CS2013-Strawman-SF-Systems Fundamentals (DEPRECATED)
The CS2013 Strawman Report comment period is now closed. Please see the CS2013 Ironman report for the latest CS2013 draft to comment on.
Forum to comment on "SF-Systems Fundamentals" Knowledge Area in the CS2013 Strawman report.
We ask that comments related to specific text in the report please specify the page number and line number(s) of the text being commented on. Line numbers are provided on the far left-hand side of the each page.
|CS2013-Strawman-SF-Systems Fundamentals.pdf||45.88 KB|
[The following comment is being entered by Dan Grossman for convenience, but he is not the author -- the list of authors is at the bottom].

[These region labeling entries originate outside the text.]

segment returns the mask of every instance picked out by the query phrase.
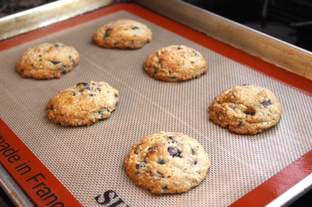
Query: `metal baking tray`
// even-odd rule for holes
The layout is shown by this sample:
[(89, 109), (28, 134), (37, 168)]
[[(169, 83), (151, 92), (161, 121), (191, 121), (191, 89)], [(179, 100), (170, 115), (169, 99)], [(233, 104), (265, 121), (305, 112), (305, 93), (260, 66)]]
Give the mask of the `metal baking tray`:
[[(18, 45), (14, 44), (14, 41), (11, 41), (14, 40), (14, 38), (12, 38), (16, 35), (25, 33), (30, 34), (31, 31), (49, 25), (54, 25), (57, 27), (58, 24), (61, 21), (119, 1), (60, 1), (2, 18), (0, 19), (0, 25), (2, 28), (5, 29), (2, 30), (0, 32), (1, 39), (3, 42), (6, 43), (4, 47), (6, 48), (9, 48), (13, 46)], [(311, 66), (312, 54), (309, 51), (181, 1), (160, 0), (158, 1), (134, 1), (133, 2), (140, 6), (160, 14), (174, 21), (203, 33), (214, 39), (231, 45), (254, 56), (299, 76), (308, 79), (312, 79), (312, 69)], [(88, 6), (86, 7), (86, 5)], [(107, 7), (109, 9), (110, 7), (111, 6), (109, 6)], [(59, 9), (61, 8), (66, 8), (66, 9)], [(139, 15), (138, 14), (138, 15)], [(88, 21), (88, 20), (92, 19), (92, 17), (90, 16), (82, 16), (80, 17), (82, 19), (86, 19), (87, 20), (84, 20), (86, 21)], [(67, 22), (64, 22), (66, 24)], [(168, 24), (170, 25), (171, 22), (169, 21)], [(157, 23), (154, 23), (157, 24)], [(56, 25), (53, 24), (56, 24)], [(178, 25), (174, 25), (178, 26)], [(14, 26), (12, 27), (12, 25)], [(162, 25), (162, 26), (165, 28), (165, 26), (163, 25)], [(64, 26), (63, 25), (63, 28), (70, 28), (73, 26), (70, 24), (68, 26)], [(169, 27), (170, 26), (169, 26)], [(177, 28), (179, 29), (180, 28), (177, 27)], [(172, 31), (172, 30), (174, 32), (174, 29), (173, 29)], [(34, 32), (35, 32), (35, 31)], [(48, 34), (53, 34), (52, 32), (49, 32)], [(184, 34), (183, 33), (181, 33), (181, 32), (178, 32), (178, 34), (182, 34), (182, 35), (188, 38), (187, 34)], [(195, 34), (198, 35), (200, 35), (198, 33)], [(42, 36), (42, 35), (39, 35), (39, 37)], [(32, 39), (34, 39), (33, 38)], [(190, 42), (188, 43), (192, 44)], [(4, 45), (2, 44), (2, 45)], [(203, 51), (206, 51), (200, 47), (199, 48)], [(221, 53), (222, 54), (222, 52)], [(250, 57), (250, 58), (253, 58)], [(248, 65), (248, 64), (247, 64)], [(277, 70), (277, 67), (272, 68)], [(279, 72), (284, 73), (283, 70), (280, 70)], [(266, 72), (263, 72), (266, 73)], [(289, 74), (286, 71), (285, 71), (285, 72), (286, 75)], [(274, 73), (273, 71), (273, 73)], [(271, 74), (271, 76), (274, 78), (275, 77), (274, 75)], [(262, 76), (260, 77), (262, 78)], [(309, 82), (310, 81), (307, 82), (307, 80), (299, 78), (297, 79), (302, 80), (302, 82), (305, 83), (306, 87), (312, 87), (311, 82)], [(288, 83), (287, 80), (284, 80), (282, 81), (289, 85), (291, 85)], [(269, 82), (270, 81), (268, 81)], [(300, 89), (301, 88), (300, 86), (298, 85), (295, 86), (299, 88)], [(303, 90), (305, 90), (304, 89)], [(310, 92), (308, 91), (305, 93), (310, 94), (309, 93)], [(308, 100), (309, 100), (308, 99)], [(12, 177), (9, 175), (8, 175), (5, 169), (3, 167), (1, 169), (1, 171), (0, 171), (1, 177), (0, 178), (2, 181), (2, 187), (5, 189), (6, 192), (15, 204), (17, 206), (31, 206), (31, 205), (33, 205), (33, 204), (30, 200), (23, 190), (18, 186), (18, 185), (14, 183)], [(268, 205), (278, 206), (287, 205), (287, 203), (291, 202), (292, 199), (295, 199), (298, 195), (310, 187), (312, 184), (312, 177), (311, 175), (301, 180), (302, 179), (300, 178), (300, 180), (296, 182), (295, 183), (290, 184), (292, 186), (296, 184), (285, 192), (283, 192), (283, 191), (279, 192), (276, 196), (277, 198), (272, 201)], [(271, 199), (273, 200), (273, 199)]]

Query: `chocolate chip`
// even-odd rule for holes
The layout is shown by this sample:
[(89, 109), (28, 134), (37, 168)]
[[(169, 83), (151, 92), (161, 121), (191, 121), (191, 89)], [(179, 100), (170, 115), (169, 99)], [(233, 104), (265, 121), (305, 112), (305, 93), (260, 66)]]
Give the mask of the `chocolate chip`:
[(266, 106), (269, 106), (269, 105), (271, 105), (271, 104), (272, 104), (272, 103), (271, 103), (271, 101), (270, 100), (269, 100), (269, 101), (265, 101), (261, 103), (261, 104), (262, 104), (262, 105), (263, 105), (263, 106), (264, 106), (264, 107), (266, 107)]
[(162, 159), (160, 159), (157, 161), (157, 163), (160, 165), (163, 165), (165, 163), (165, 161)]
[(153, 67), (154, 68), (154, 74), (156, 74), (157, 73), (157, 72), (158, 71), (158, 68), (157, 67)]
[(170, 155), (173, 157), (178, 157), (181, 153), (180, 150), (175, 147), (169, 147), (167, 150)]
[(79, 85), (82, 85), (83, 86), (87, 86), (89, 84), (88, 84), (86, 83), (77, 83), (76, 85), (77, 86), (78, 86)]
[(61, 62), (61, 61), (58, 61), (56, 60), (52, 60), (51, 61), (51, 62), (53, 63), (53, 65), (56, 65), (56, 64), (58, 64)]
[(135, 168), (137, 169), (142, 168), (144, 168), (145, 167), (145, 165), (146, 163), (145, 162), (142, 162), (140, 163), (135, 166)]
[(59, 71), (63, 71), (65, 69), (65, 66), (62, 65), (57, 68), (57, 70)]
[(251, 112), (247, 110), (245, 112), (246, 114), (250, 114), (251, 116), (253, 116), (256, 114), (256, 112)]
[(110, 32), (112, 31), (112, 30), (111, 29), (108, 29), (106, 30), (106, 32), (105, 32), (105, 35), (104, 36), (104, 39), (105, 39), (106, 37), (109, 36), (110, 33)]

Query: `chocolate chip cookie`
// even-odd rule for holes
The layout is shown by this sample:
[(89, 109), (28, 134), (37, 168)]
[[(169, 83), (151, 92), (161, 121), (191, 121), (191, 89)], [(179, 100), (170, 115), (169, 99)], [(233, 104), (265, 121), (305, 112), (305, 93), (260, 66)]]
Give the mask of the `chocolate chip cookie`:
[(119, 92), (106, 83), (79, 83), (59, 91), (46, 106), (51, 121), (63, 126), (87, 125), (106, 119), (117, 107)]
[(145, 25), (128, 19), (110, 22), (93, 36), (99, 46), (107, 48), (138, 49), (152, 39), (152, 31)]
[(73, 47), (62, 43), (46, 43), (28, 48), (17, 62), (16, 71), (23, 77), (60, 78), (71, 70), (80, 60)]
[(201, 54), (182, 45), (156, 50), (147, 57), (144, 67), (150, 77), (170, 82), (197, 77), (208, 70), (207, 62)]
[(198, 142), (183, 134), (159, 132), (131, 147), (127, 173), (138, 186), (156, 194), (183, 193), (206, 177), (209, 156)]
[(262, 132), (276, 124), (282, 115), (282, 106), (272, 92), (253, 85), (224, 91), (209, 108), (215, 123), (238, 134)]

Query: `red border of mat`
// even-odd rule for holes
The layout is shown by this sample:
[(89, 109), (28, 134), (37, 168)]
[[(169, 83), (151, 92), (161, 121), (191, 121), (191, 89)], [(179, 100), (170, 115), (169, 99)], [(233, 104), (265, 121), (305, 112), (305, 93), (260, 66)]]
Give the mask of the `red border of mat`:
[[(312, 96), (312, 81), (298, 75), (285, 71), (266, 62), (260, 58), (249, 55), (218, 40), (207, 37), (199, 32), (187, 27), (172, 20), (133, 4), (114, 4), (87, 14), (58, 23), (53, 25), (30, 32), (11, 39), (0, 42), (0, 50), (3, 50), (18, 45), (22, 43), (39, 38), (61, 30), (70, 27), (105, 15), (124, 9), (142, 18), (149, 21), (170, 31), (184, 37), (222, 55), (269, 76), (278, 81), (295, 88)], [(1, 120), (0, 120), (0, 121)], [(2, 122), (0, 121), (0, 130), (7, 127)], [(2, 132), (0, 131), (0, 132)], [(19, 139), (12, 131), (9, 136), (11, 139)], [(1, 132), (2, 133), (3, 132)], [(27, 154), (34, 156), (33, 153), (22, 142), (27, 150)], [(34, 159), (38, 159), (37, 157)], [(38, 162), (43, 164), (38, 159)], [(1, 162), (2, 163), (2, 160)], [(3, 164), (2, 163), (2, 164)], [(24, 186), (20, 183), (18, 178), (14, 177), (10, 170), (9, 168), (3, 164), (12, 176), (32, 199), (29, 194), (27, 186)], [(38, 167), (42, 171), (49, 172), (52, 177), (54, 176), (44, 165)], [(262, 206), (271, 201), (283, 192), (297, 183), (299, 181), (312, 172), (312, 150), (299, 158), (275, 175), (256, 187), (254, 189), (232, 204), (231, 206)], [(56, 179), (55, 177), (54, 177)], [(54, 185), (57, 187), (60, 191), (68, 192), (67, 189), (57, 181)], [(69, 193), (69, 192), (68, 192)], [(72, 199), (76, 199), (72, 195), (64, 196), (64, 200), (71, 203)], [(36, 201), (34, 200), (36, 202)], [(36, 203), (36, 204), (37, 204)]]

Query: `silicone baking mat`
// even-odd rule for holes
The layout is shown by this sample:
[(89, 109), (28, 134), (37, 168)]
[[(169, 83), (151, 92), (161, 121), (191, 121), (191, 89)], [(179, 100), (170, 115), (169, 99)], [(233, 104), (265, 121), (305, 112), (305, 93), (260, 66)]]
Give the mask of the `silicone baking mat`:
[[(120, 19), (146, 24), (153, 32), (152, 41), (138, 50), (97, 46), (91, 37), (97, 29)], [(59, 79), (22, 78), (15, 70), (22, 53), (45, 42), (75, 47), (81, 57), (79, 65)], [(142, 67), (147, 56), (179, 44), (203, 55), (208, 72), (178, 83), (149, 77)], [(227, 206), (312, 149), (311, 97), (126, 11), (3, 50), (0, 57), (0, 117), (84, 206)], [(106, 82), (119, 90), (118, 107), (110, 117), (89, 127), (67, 128), (49, 120), (45, 105), (58, 91), (91, 80)], [(243, 135), (209, 119), (207, 108), (214, 97), (243, 84), (261, 86), (275, 94), (283, 107), (276, 126)], [(131, 146), (160, 131), (190, 136), (210, 155), (211, 166), (199, 186), (182, 194), (156, 196), (128, 176), (123, 161)], [(31, 161), (25, 165), (30, 166)], [(16, 169), (23, 166), (17, 165)], [(33, 188), (42, 179), (38, 175), (27, 179), (35, 192), (43, 186)], [(36, 204), (52, 200), (42, 200), (45, 197), (38, 197), (41, 203)]]

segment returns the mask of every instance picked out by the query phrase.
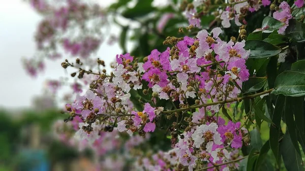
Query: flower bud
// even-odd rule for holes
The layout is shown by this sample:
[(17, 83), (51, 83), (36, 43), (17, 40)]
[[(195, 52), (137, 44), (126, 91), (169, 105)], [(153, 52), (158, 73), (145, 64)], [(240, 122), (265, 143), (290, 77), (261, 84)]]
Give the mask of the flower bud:
[(158, 97), (159, 94), (157, 92), (154, 92), (152, 93), (152, 96), (154, 97)]
[(276, 11), (279, 11), (280, 10), (280, 7), (276, 7), (275, 8)]
[(274, 4), (270, 5), (270, 10), (273, 11), (276, 9), (276, 5)]
[(241, 35), (247, 35), (247, 31), (245, 29), (242, 29), (240, 30), (240, 32), (239, 33)]
[(62, 63), (62, 66), (63, 66), (63, 68), (64, 69), (66, 69), (68, 67), (68, 63), (67, 63), (66, 62), (63, 62)]
[(143, 61), (144, 62), (147, 62), (148, 60), (148, 57), (147, 57), (147, 56), (146, 56), (146, 57), (144, 57), (144, 58), (143, 59)]
[(193, 91), (194, 90), (194, 88), (192, 86), (188, 87), (188, 91)]
[(198, 99), (197, 99), (195, 100), (195, 103), (196, 105), (199, 105), (200, 104), (200, 100), (199, 100)]

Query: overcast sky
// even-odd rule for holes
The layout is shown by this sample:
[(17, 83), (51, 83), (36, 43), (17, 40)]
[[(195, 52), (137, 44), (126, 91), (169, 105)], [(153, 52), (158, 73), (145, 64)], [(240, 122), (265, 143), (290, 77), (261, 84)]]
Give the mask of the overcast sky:
[[(92, 1), (106, 6), (116, 1)], [(166, 1), (155, 0), (154, 5), (163, 5)], [(24, 1), (6, 1), (5, 4), (0, 6), (0, 108), (28, 108), (33, 97), (42, 94), (46, 79), (69, 76), (60, 66), (63, 59), (47, 61), (44, 73), (35, 79), (26, 74), (22, 67), (21, 57), (32, 57), (36, 51), (34, 35), (41, 19)], [(112, 27), (112, 30), (119, 32), (117, 27)], [(131, 46), (128, 45), (130, 48)], [(103, 57), (109, 63), (120, 52), (117, 44), (111, 46), (104, 44), (97, 56)]]
[[(105, 4), (115, 1), (102, 1)], [(0, 108), (29, 107), (32, 97), (42, 94), (44, 80), (67, 76), (60, 66), (60, 60), (48, 60), (44, 73), (36, 79), (24, 72), (21, 57), (35, 54), (34, 35), (41, 19), (22, 0), (7, 1), (0, 6)], [(102, 54), (110, 61), (120, 52), (117, 44), (103, 44), (98, 55)]]

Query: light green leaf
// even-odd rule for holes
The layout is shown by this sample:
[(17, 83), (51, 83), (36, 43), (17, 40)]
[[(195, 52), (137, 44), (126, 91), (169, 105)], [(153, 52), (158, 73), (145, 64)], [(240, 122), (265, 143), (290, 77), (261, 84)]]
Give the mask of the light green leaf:
[(276, 79), (276, 95), (299, 97), (305, 95), (305, 74), (294, 71), (285, 71), (279, 74)]
[(267, 16), (263, 20), (262, 28), (263, 32), (270, 33), (273, 30), (278, 30), (283, 25), (281, 21), (274, 19), (273, 17)]
[(250, 77), (242, 85), (245, 93), (255, 92), (264, 87), (267, 82), (267, 77)]
[(270, 43), (257, 40), (246, 42), (246, 50), (250, 50), (249, 58), (261, 58), (276, 55), (282, 49)]
[(281, 153), (287, 171), (303, 171), (304, 166), (299, 148), (293, 147), (287, 131), (281, 143)]

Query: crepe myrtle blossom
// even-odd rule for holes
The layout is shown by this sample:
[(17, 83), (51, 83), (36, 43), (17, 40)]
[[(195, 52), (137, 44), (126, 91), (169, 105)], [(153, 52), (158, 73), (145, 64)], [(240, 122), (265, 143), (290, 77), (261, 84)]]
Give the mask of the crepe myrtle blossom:
[(225, 145), (230, 146), (232, 148), (237, 149), (242, 146), (241, 132), (238, 130), (240, 127), (240, 122), (236, 123), (229, 121), (227, 125), (218, 128), (222, 142)]
[(149, 69), (159, 69), (163, 71), (170, 71), (169, 65), (169, 48), (162, 53), (157, 49), (153, 50), (147, 56), (147, 61), (143, 64), (146, 72)]
[(211, 51), (207, 54), (206, 52), (210, 49), (214, 48), (214, 44), (219, 39), (218, 37), (222, 32), (222, 30), (219, 27), (213, 28), (211, 31), (213, 35), (212, 37), (208, 36), (208, 33), (206, 30), (202, 30), (198, 32), (197, 38), (199, 42), (199, 46), (195, 50), (197, 58), (205, 57), (211, 53)]
[(250, 54), (250, 51), (244, 49), (245, 43), (245, 40), (235, 44), (231, 40), (227, 43), (220, 41), (215, 46), (214, 51), (219, 55), (219, 58), (225, 62), (228, 62), (231, 58), (247, 59)]
[(144, 126), (143, 130), (145, 132), (154, 132), (156, 129), (154, 119), (163, 110), (163, 108), (159, 107), (157, 109), (151, 107), (149, 103), (146, 103), (143, 111), (131, 112), (132, 114), (134, 115), (132, 117), (134, 126), (138, 128)]
[(289, 20), (292, 18), (292, 15), (291, 15), (290, 6), (286, 2), (283, 1), (282, 2), (280, 5), (280, 8), (281, 10), (274, 12), (273, 14), (273, 17), (274, 19), (284, 23), (284, 25), (278, 30), (279, 34), (284, 34), (286, 28), (288, 26)]
[(152, 87), (157, 84), (161, 87), (166, 86), (169, 80), (166, 72), (162, 72), (159, 69), (154, 68), (149, 70), (142, 76), (142, 79), (148, 82), (148, 87)]
[(130, 91), (131, 83), (133, 84), (133, 89), (135, 90), (142, 88), (142, 84), (136, 76), (137, 73), (135, 72), (129, 72), (124, 69), (123, 64), (120, 64), (116, 66), (113, 74), (115, 76), (112, 79), (113, 83), (121, 88), (124, 91), (128, 93)]
[(97, 113), (101, 113), (103, 111), (103, 100), (90, 90), (88, 90), (83, 96), (77, 95), (75, 101), (72, 104), (72, 107), (76, 110), (81, 110), (81, 115), (86, 118), (91, 113), (98, 110)]
[(304, 0), (296, 0), (294, 2), (294, 5), (297, 8), (301, 8), (304, 5)]
[(222, 144), (221, 135), (217, 131), (217, 128), (218, 125), (216, 123), (211, 123), (208, 125), (203, 124), (197, 126), (192, 135), (194, 146), (199, 148), (203, 143), (206, 143), (206, 151), (210, 153), (214, 144)]
[(163, 88), (157, 84), (152, 87), (152, 92), (158, 93), (158, 96), (160, 99), (165, 100), (168, 100), (172, 92), (176, 90), (176, 87), (173, 85), (171, 82)]

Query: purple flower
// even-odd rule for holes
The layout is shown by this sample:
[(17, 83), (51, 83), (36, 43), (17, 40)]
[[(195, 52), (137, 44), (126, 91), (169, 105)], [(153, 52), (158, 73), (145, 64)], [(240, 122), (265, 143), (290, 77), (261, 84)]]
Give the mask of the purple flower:
[(270, 4), (271, 4), (271, 2), (270, 1), (270, 0), (262, 0), (262, 4), (264, 6), (264, 7), (266, 7), (267, 6), (269, 5)]
[(304, 5), (304, 0), (296, 0), (294, 2), (294, 5), (297, 7), (297, 8), (301, 8), (303, 7)]
[(222, 142), (225, 144), (231, 145), (232, 148), (241, 148), (242, 146), (241, 132), (240, 130), (237, 131), (240, 127), (240, 122), (234, 123), (229, 121), (228, 125), (219, 127), (218, 131), (221, 134)]
[(154, 85), (158, 84), (161, 87), (164, 87), (167, 85), (167, 75), (166, 72), (161, 72), (158, 69), (151, 69), (145, 73), (142, 79), (148, 82), (148, 87), (152, 87)]
[(143, 128), (143, 130), (144, 130), (145, 132), (154, 132), (155, 131), (155, 129), (156, 129), (156, 124), (155, 123), (148, 122), (145, 124), (144, 128)]
[[(123, 62), (126, 62), (129, 63), (132, 62), (133, 60), (133, 57), (130, 56), (130, 53), (126, 53), (125, 55), (116, 55), (116, 62), (118, 64), (123, 64)], [(126, 64), (124, 64), (126, 65)]]
[(292, 18), (292, 16), (290, 12), (290, 7), (287, 2), (285, 1), (282, 2), (280, 8), (282, 10), (274, 12), (273, 15), (274, 19), (284, 23), (284, 25), (278, 31), (279, 33), (283, 34), (288, 26), (289, 20)]
[(157, 49), (153, 50), (147, 56), (148, 60), (143, 64), (143, 68), (145, 71), (151, 69), (162, 69), (164, 71), (170, 71), (169, 65), (169, 48), (160, 53)]

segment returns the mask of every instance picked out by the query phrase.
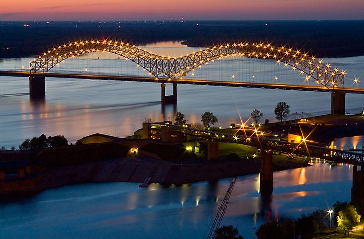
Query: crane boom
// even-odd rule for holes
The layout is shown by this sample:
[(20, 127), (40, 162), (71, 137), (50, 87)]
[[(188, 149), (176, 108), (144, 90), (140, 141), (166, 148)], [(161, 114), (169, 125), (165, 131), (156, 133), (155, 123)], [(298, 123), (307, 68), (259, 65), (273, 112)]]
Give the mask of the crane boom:
[(224, 198), (224, 200), (221, 202), (220, 206), (219, 207), (218, 212), (216, 213), (216, 216), (215, 217), (214, 222), (212, 223), (211, 229), (210, 230), (209, 235), (207, 236), (207, 239), (212, 239), (215, 238), (215, 232), (216, 229), (219, 228), (219, 226), (220, 225), (221, 220), (223, 219), (224, 214), (225, 213), (225, 210), (228, 206), (228, 203), (229, 202), (230, 199), (230, 196), (231, 195), (232, 192), (232, 189), (234, 188), (234, 185), (235, 185), (235, 182), (236, 181), (236, 176), (234, 177), (231, 181), (231, 183), (230, 184), (228, 191), (226, 192), (225, 196)]

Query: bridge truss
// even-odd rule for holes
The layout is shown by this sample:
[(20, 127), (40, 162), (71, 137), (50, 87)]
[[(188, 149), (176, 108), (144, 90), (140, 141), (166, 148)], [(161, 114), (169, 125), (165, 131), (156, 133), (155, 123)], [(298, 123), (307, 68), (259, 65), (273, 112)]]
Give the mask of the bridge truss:
[(145, 69), (156, 81), (168, 82), (181, 79), (197, 68), (216, 59), (241, 57), (275, 61), (305, 75), (307, 82), (314, 82), (324, 88), (334, 91), (343, 87), (345, 71), (324, 64), (314, 56), (284, 46), (265, 43), (234, 43), (213, 46), (184, 56), (161, 56), (128, 43), (113, 41), (75, 41), (50, 49), (30, 62), (31, 74), (46, 73), (69, 58), (92, 52), (110, 52), (129, 59)]

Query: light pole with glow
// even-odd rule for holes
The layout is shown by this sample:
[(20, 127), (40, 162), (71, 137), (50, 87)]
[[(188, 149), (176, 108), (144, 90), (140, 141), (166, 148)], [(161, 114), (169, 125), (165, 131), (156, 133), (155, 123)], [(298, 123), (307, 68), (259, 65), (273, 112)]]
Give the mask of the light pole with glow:
[(329, 209), (328, 211), (327, 211), (327, 212), (328, 212), (329, 214), (330, 214), (330, 231), (331, 230), (331, 214), (333, 212), (334, 212), (334, 211), (332, 209)]

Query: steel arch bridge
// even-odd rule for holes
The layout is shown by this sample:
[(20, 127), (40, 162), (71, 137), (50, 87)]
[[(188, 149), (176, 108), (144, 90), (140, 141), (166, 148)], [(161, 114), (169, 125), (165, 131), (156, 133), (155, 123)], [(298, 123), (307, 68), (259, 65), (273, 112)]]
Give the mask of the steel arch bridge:
[(274, 60), (278, 64), (298, 70), (305, 76), (307, 82), (314, 81), (332, 91), (335, 87), (344, 87), (346, 74), (345, 71), (324, 64), (322, 60), (300, 50), (267, 43), (225, 43), (184, 56), (170, 57), (153, 54), (126, 42), (111, 40), (75, 41), (54, 47), (30, 62), (30, 73), (46, 73), (69, 58), (99, 52), (110, 52), (129, 59), (161, 82), (181, 79), (209, 62), (229, 56)]

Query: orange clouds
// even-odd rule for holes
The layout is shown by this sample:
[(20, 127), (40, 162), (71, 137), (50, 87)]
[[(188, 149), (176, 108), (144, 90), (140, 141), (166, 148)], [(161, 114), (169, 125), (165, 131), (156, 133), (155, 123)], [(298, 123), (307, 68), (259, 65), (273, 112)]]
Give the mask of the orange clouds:
[(1, 0), (2, 21), (362, 19), (362, 0)]

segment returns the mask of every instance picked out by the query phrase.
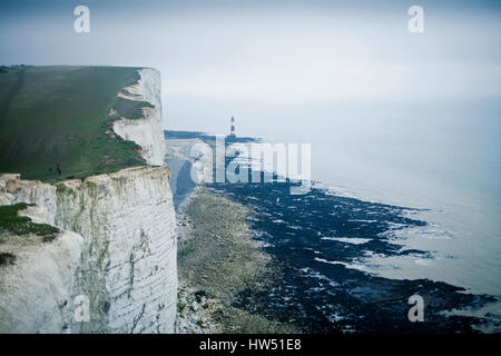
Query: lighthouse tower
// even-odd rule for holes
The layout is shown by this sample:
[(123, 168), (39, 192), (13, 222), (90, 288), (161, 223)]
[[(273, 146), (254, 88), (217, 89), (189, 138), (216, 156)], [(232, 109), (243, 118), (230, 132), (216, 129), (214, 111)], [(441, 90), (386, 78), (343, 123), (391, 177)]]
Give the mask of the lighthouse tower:
[(235, 118), (233, 116), (232, 116), (230, 129), (229, 129), (228, 138), (236, 138), (236, 135), (235, 135)]

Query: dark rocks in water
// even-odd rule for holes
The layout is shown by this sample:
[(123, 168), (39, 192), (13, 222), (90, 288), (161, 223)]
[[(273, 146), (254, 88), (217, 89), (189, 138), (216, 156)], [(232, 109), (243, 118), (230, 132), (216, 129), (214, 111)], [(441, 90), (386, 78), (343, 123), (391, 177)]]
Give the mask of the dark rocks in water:
[[(254, 209), (256, 216), (248, 224), (274, 257), (269, 268), (281, 275), (266, 288), (240, 293), (236, 307), (283, 323), (294, 320), (310, 333), (472, 333), (472, 325), (482, 319), (443, 312), (494, 301), (441, 281), (383, 278), (343, 265), (367, 253), (430, 258), (429, 251), (402, 250), (387, 238), (389, 231), (426, 225), (404, 215), (412, 209), (326, 195), (322, 189), (289, 195), (286, 182), (212, 188)], [(367, 241), (350, 244), (335, 237)], [(407, 318), (412, 295), (424, 299), (424, 323)]]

This feedback is also viewable as a (better-formatted) pdf, downloadable here:
The following feedback is the result of the EVALUATE 2012 workshop. The workshop was the third in a series of workshops aimed at improving experimental evaluation in computer science (http://evaluate.inf.usi.ch). The meeting was held in Beijing on June 15, 2012 with the theme of Improving Experimental Evaluation through Education. One of the outcomes was a set of proposed changes to the strawman draft of CS2013. We believe that our modest proposal will address our concerns by covering basic principles and practices of evaluation.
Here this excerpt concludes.